# Meerforellen DK & Kontakte etc.



## ha-le (5. Oktober 2005)

Wer hat Lust und gleiche Interessen ?
Austausch von Infos Rund um Meerforellen in Dänemark !

Suche ständig nach Fangmeldungen, Wetter, Hütten, Boote, etc.

Mein Fischplätze liegen grundsätzich um Fyn - DK.

Mal ein paar Infos vorweg...

Ich habe die letzten Wochen immer mal einen kurzen Versuch auf ALS gestartet.
Fast immer am Riff - Poels.
Aber - keine Nachläufer oder Bisse, nichts.
Nur Horny´s.
Waren auch noch wenig Fischer an den bekannten Plätzen. 

Also musste ich mal wieder an einen meiner "sicheren Plätze"...
Zwei Nächte Fyns Hoved !

Erster Abend - trocken - klares stilles Wasser - hoher Wasserstand - nur wenige Nachläufer und Anfasser von sehr weit draußen.

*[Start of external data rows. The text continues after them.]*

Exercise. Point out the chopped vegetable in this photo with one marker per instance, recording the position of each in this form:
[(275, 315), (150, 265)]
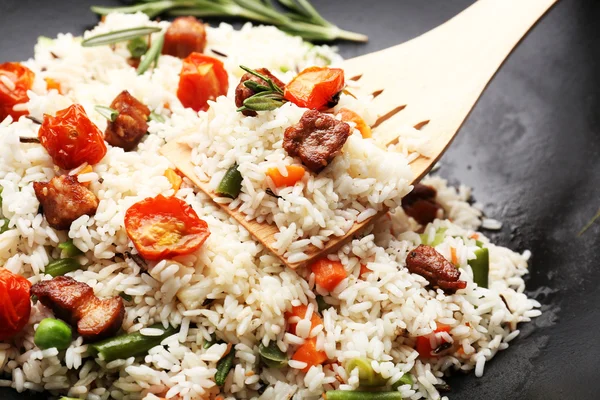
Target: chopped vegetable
[(294, 174), (356, 395), (202, 78), (328, 273), (405, 379), (53, 333), (231, 184), (71, 138), (315, 87), (366, 375), (272, 356), (164, 227), (309, 354), (300, 18), (350, 116), (224, 366), (481, 267), (173, 178), (137, 47), (15, 305), (118, 36), (131, 344), (423, 345), (68, 249), (61, 267), (21, 79)]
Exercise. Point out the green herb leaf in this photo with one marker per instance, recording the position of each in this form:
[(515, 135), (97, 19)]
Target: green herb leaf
[(109, 113), (152, 55), (122, 35)]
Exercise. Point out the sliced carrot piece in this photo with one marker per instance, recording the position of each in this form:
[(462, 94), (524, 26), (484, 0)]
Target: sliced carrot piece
[(173, 178), (309, 354), (328, 274), (295, 173), (361, 125)]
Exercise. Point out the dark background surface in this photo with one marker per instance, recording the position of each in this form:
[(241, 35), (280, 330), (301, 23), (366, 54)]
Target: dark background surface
[(530, 150)]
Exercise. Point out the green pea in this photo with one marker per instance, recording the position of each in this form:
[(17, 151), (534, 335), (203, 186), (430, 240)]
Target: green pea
[(53, 333)]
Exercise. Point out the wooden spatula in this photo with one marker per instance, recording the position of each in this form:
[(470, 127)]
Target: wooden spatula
[(431, 82)]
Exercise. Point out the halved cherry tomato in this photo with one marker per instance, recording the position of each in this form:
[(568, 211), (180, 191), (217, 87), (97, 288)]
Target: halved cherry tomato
[(15, 305), (163, 227), (315, 87), (423, 345), (71, 138), (22, 80), (361, 125), (202, 78)]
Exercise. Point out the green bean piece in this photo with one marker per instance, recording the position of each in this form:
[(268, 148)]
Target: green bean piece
[(356, 395), (137, 47), (53, 333), (481, 267), (131, 344), (437, 239), (405, 379), (272, 356), (68, 249), (60, 267), (231, 184), (223, 367), (366, 375), (4, 227)]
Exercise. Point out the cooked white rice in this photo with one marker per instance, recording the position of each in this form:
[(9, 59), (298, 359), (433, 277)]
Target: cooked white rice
[(377, 316)]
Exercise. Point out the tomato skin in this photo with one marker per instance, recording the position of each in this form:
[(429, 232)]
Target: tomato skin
[(202, 78), (71, 138), (15, 305), (164, 227), (315, 87), (22, 77)]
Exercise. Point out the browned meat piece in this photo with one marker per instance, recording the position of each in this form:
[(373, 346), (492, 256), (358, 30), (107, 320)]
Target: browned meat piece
[(242, 92), (64, 200), (131, 124), (185, 36), (427, 262), (421, 205), (76, 303), (317, 138)]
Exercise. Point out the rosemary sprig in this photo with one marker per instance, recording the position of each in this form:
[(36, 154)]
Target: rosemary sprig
[(121, 35), (299, 18)]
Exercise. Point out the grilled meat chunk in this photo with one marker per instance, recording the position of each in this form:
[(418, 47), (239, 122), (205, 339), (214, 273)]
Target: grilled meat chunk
[(242, 92), (185, 36), (64, 200), (421, 205), (427, 262), (131, 124), (317, 138), (76, 303)]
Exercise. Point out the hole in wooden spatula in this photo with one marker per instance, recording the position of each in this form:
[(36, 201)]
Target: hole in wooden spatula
[(388, 115)]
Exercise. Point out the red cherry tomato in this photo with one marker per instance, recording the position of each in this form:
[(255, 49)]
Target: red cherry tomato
[(71, 138), (202, 78), (315, 87), (423, 345), (164, 227), (22, 80), (15, 305)]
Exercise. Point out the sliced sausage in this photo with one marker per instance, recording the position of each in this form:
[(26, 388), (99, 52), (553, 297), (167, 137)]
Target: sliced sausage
[(131, 124), (76, 303), (317, 138), (64, 199), (421, 205), (185, 36), (242, 92), (431, 265)]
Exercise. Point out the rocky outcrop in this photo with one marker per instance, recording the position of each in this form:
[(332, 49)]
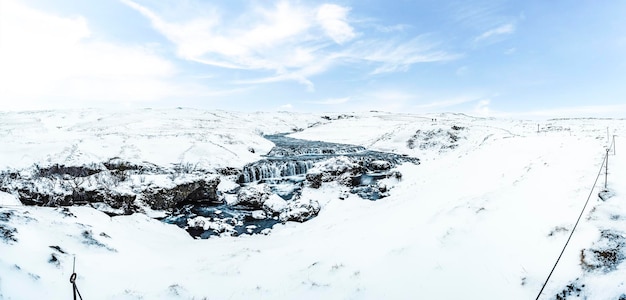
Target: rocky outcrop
[(197, 192), (115, 183)]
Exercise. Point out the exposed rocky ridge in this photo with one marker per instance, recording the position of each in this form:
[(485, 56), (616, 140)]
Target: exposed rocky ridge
[(120, 185), (269, 190)]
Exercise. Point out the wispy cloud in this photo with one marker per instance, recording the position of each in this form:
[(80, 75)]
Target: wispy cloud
[(333, 18), (505, 29), (47, 58), (331, 101), (392, 56), (292, 40)]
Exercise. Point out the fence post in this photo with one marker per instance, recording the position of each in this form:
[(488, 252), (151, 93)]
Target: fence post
[(606, 170)]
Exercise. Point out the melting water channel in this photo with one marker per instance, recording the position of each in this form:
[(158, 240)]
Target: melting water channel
[(284, 170)]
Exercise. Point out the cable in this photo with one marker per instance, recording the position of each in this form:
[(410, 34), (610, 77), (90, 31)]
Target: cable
[(573, 229)]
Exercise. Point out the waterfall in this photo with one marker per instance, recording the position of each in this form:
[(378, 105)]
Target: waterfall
[(264, 169)]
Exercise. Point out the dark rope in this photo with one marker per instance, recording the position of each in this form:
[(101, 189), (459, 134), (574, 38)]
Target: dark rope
[(573, 229)]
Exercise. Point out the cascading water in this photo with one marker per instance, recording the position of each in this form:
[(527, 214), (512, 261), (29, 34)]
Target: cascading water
[(284, 171), (267, 169)]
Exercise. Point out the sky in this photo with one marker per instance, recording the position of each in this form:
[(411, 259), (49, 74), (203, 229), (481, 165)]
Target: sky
[(495, 58)]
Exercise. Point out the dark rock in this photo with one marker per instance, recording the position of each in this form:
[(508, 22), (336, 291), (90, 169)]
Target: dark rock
[(73, 171), (201, 191), (314, 180), (58, 249), (253, 197), (7, 234), (606, 253), (300, 211)]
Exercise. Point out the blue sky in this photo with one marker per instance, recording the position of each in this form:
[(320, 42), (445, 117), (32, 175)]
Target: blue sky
[(489, 58)]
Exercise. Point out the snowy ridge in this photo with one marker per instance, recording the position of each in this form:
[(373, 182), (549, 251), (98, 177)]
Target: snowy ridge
[(484, 216)]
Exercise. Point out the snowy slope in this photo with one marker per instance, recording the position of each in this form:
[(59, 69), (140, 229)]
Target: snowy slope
[(484, 216)]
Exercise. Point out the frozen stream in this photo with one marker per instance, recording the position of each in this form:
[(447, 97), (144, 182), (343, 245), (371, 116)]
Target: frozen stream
[(286, 170)]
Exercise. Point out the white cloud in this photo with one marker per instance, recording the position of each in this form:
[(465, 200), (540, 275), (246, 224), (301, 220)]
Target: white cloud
[(505, 29), (47, 58), (332, 17), (397, 56), (462, 71), (292, 40), (332, 101)]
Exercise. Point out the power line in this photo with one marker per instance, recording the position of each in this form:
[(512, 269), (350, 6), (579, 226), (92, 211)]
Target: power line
[(605, 161)]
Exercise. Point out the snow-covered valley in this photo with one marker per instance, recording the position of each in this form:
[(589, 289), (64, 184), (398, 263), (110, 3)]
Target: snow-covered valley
[(473, 208)]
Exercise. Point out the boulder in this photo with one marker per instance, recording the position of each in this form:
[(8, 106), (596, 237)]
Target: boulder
[(300, 210)]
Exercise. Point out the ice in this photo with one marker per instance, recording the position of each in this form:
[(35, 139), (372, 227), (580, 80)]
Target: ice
[(479, 220)]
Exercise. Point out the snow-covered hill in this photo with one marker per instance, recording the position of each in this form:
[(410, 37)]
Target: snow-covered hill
[(483, 216)]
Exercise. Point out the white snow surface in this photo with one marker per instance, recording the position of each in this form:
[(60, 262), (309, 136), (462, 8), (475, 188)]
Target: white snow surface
[(483, 219)]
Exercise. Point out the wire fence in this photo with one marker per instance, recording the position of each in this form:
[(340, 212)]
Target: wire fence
[(605, 166)]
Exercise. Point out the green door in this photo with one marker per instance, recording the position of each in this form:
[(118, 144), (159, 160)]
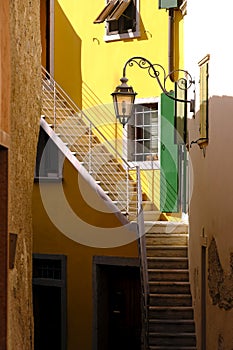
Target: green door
[(168, 158)]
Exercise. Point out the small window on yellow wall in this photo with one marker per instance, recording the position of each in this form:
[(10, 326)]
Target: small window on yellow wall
[(204, 75), (121, 17)]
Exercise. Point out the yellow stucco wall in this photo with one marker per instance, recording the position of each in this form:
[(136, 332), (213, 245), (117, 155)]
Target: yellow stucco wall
[(89, 68), (48, 239), (100, 63)]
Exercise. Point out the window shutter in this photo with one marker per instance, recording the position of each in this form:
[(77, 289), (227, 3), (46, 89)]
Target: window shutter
[(106, 11)]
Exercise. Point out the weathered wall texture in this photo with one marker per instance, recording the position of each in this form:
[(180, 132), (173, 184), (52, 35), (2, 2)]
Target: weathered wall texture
[(220, 282), (211, 216), (25, 114)]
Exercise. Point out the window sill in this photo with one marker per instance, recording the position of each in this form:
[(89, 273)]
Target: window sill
[(129, 35), (146, 165), (48, 179)]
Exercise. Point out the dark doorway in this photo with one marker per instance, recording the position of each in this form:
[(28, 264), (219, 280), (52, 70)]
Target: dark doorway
[(3, 244), (118, 308), (47, 317), (49, 301)]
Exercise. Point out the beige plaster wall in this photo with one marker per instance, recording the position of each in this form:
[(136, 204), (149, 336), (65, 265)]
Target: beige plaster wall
[(24, 116), (211, 222)]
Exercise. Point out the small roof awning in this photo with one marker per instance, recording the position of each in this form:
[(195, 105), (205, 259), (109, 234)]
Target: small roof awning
[(112, 11)]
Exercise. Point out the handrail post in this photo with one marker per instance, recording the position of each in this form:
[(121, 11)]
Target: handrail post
[(142, 258), (90, 148), (54, 104)]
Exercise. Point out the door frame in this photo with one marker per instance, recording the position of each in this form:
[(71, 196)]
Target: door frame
[(96, 266), (3, 244), (61, 283)]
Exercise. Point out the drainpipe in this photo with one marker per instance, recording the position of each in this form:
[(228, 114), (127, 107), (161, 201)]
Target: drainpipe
[(171, 44)]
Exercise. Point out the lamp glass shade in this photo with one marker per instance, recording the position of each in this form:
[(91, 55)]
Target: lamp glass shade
[(123, 99)]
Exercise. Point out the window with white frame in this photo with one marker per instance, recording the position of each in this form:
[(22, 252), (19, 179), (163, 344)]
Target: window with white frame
[(142, 136), (48, 158), (122, 19)]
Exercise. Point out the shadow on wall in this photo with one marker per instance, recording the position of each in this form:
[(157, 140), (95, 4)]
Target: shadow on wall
[(67, 56)]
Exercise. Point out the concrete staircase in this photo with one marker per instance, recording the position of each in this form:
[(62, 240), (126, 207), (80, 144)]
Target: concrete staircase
[(170, 313)]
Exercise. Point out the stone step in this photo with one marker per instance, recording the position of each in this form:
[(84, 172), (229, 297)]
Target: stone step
[(151, 215), (172, 326), (161, 250), (169, 287), (170, 300), (149, 206), (172, 347), (168, 275), (167, 262), (167, 239), (166, 227), (174, 312), (178, 339)]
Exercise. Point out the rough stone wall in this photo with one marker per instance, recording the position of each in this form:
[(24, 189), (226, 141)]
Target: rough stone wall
[(220, 283), (24, 117)]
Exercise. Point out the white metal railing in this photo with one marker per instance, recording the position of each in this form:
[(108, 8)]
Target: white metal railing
[(117, 178)]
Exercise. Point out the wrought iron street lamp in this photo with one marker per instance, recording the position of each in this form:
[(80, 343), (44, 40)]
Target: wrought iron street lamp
[(123, 99), (124, 95)]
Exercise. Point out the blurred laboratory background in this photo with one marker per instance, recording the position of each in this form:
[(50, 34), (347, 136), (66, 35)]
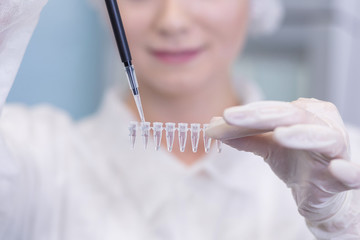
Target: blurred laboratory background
[(314, 53)]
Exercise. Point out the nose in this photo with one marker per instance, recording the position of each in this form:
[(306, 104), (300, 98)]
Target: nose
[(172, 18)]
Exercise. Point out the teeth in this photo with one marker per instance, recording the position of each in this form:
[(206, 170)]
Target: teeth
[(170, 129)]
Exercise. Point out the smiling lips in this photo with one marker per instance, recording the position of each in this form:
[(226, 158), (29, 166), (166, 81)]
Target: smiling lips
[(176, 56)]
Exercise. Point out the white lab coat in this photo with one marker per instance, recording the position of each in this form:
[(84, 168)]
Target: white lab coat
[(66, 180)]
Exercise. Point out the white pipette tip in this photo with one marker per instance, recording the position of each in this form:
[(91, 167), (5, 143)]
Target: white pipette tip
[(139, 107)]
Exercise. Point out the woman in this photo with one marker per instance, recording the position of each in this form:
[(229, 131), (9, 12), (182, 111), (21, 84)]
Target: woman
[(66, 180)]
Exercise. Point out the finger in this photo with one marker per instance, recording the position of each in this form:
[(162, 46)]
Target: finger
[(219, 129), (320, 139), (346, 172), (258, 144), (269, 115)]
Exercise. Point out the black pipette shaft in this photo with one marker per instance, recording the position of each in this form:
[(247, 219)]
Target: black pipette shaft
[(119, 31), (124, 51)]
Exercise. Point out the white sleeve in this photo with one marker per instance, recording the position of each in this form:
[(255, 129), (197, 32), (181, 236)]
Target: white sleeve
[(18, 20)]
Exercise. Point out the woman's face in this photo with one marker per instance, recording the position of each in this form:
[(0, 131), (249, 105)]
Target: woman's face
[(182, 45)]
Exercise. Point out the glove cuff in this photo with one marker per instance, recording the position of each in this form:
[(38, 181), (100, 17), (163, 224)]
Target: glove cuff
[(344, 223)]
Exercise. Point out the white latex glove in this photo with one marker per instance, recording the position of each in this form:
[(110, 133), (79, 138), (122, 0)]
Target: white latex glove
[(18, 19), (306, 145)]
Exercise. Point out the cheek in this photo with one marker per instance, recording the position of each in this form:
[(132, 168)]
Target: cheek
[(225, 25)]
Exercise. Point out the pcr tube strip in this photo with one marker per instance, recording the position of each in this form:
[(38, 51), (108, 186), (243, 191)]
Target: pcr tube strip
[(170, 130)]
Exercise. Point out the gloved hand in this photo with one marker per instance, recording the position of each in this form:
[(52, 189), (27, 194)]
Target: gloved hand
[(18, 19), (306, 145)]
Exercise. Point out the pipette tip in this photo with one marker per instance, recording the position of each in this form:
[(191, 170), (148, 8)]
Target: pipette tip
[(139, 107)]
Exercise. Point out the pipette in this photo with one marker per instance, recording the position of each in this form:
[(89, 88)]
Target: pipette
[(124, 51)]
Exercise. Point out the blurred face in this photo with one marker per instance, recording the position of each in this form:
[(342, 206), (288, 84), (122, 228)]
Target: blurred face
[(183, 45)]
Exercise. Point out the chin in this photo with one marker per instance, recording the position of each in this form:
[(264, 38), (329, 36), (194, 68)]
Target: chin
[(177, 86)]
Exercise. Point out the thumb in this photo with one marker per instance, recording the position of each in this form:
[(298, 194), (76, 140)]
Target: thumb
[(348, 173)]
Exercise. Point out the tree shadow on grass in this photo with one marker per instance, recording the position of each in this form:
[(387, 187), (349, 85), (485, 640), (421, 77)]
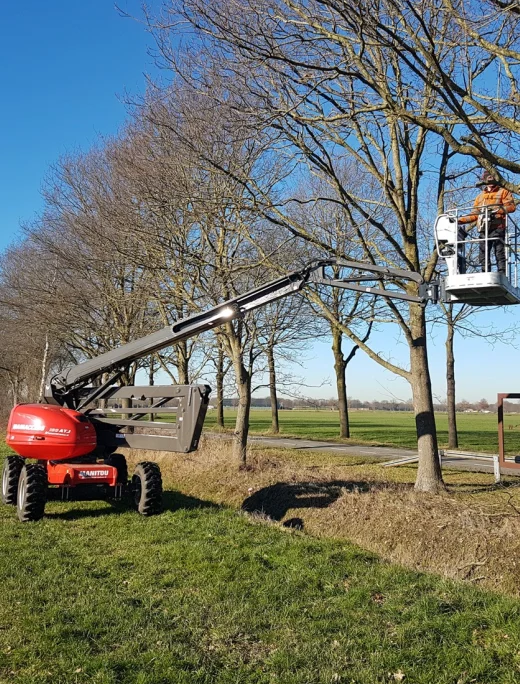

Zweiter Morgen bei Niedrigwasser in der Dämmerung auf die Sanbank. Regen, zunehmender Süd-Ostwind, trübes Wasser. Viele vorsichige Zupfer - alles weit hinter der 2. Krautbank.
4 Meerforellen von 50, 45, 45 und 30 cm
Alle im Verlauf des Tages, alle blank, fett und ohne Mageninhalt !
Grundsätzlich - silber/Kupfer - Filur
Im Wasser viel Kleinfisch - 14°
Der Abend und der nächste Morgen war Stille, Traumwetter, fast windstill und glattes Wasser...
Nur neugierige Nachläufer.

Am Hoved Felsen und den bekannten Stellen wurde scheinbar nur 1 Fisch auf Fliege gelandet.

Bin immer interessiert an Infos Rund um Fyn, günstige Hütten/Häuser etc.
Und gebe selbstverständlich gerne Auskunft !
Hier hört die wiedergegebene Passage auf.